Esiste sicuramente un effetto stagionale, che nel corso del 2015 sembra quasi avere operato alla rovescia. Un po’ di cautela è quindi necessaria. Se la previsione di crescita per il primo trimestre 2016 è dello 0,1%, rispetto allo 0,4% del primo trimestre 2015, stiamo già partendo con un passo più lento. Anche sulla base del quadro generale, che Draghi ha confermato giovedì, la strada è in salita.

E quindi?

Quindi nel corso del 2016 ci sarà un segno positivo, ma sarebbe uno straordinario successo se si arrivasse vicino al +1%.

 

Il governo Renzi ha annunciato che ridurrà la pressione fiscale. In che modo ritiene che vadano impiegate le risorse per il taglio delle tasse?

La strada giusta era ridare respiro e solidità alla domanda interna. Se oggi abbiamo così tante sofferenze nelle banche è perché l’economia e in particolare quella interna è andata in crisi. Ciò ha portato a concedere crediti una parte dei quali non si rivedranno più. La valutazione dei cosiddetti “non performing loan” (crediti deteriorati, Ndr) nell’ipotesi più generosa è intorno al 40% del loro valore nominale, ma adesso sul mercato si sta trattando al 20%. Si tratta di una perdita ingente, perché si parla di una cifra intorno ai 200 miliardi di euro.

 

Dunque quale tassa bisogna tagliare per rilanciare la domanda interna?
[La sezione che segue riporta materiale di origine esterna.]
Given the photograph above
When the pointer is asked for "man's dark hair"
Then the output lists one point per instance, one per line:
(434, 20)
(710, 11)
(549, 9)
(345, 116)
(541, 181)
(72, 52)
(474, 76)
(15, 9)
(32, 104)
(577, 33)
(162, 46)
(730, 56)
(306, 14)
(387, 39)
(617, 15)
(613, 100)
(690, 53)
Il punto è che fare tardi quello che non si è fatto prima sarà certamente molto più impegnativo e faticoso. Il piccolo spiraglio che si è aperto l’anno scorso nella crescita viene dalla domanda interna. Quel filo di vento favorevole adesso andrebbe decisamente rafforzato.

 

In che modo?

Ci sono ambiti e settori nei consumi delle famiglie che hanno sofferto più di altri. Ci sono situazioni di precarietà che si sono accentuate. L’idea del governo era quella di favorire una trasformazione del processo produttivo, e quindi anche del mercato del lavoro, dimenticando però alcuni problemi strutturali senza risolvere i quali non si va da nessuna parte. Il primo di questi problemi è la disoccupazione giovanile, che non si cura certo mandando in pensione dopo le persone o proponendo loro un assegno ridotto se ci vanno prima. Questa è una vera e propria riduzione anche del potere d’acquisto dei pensionati.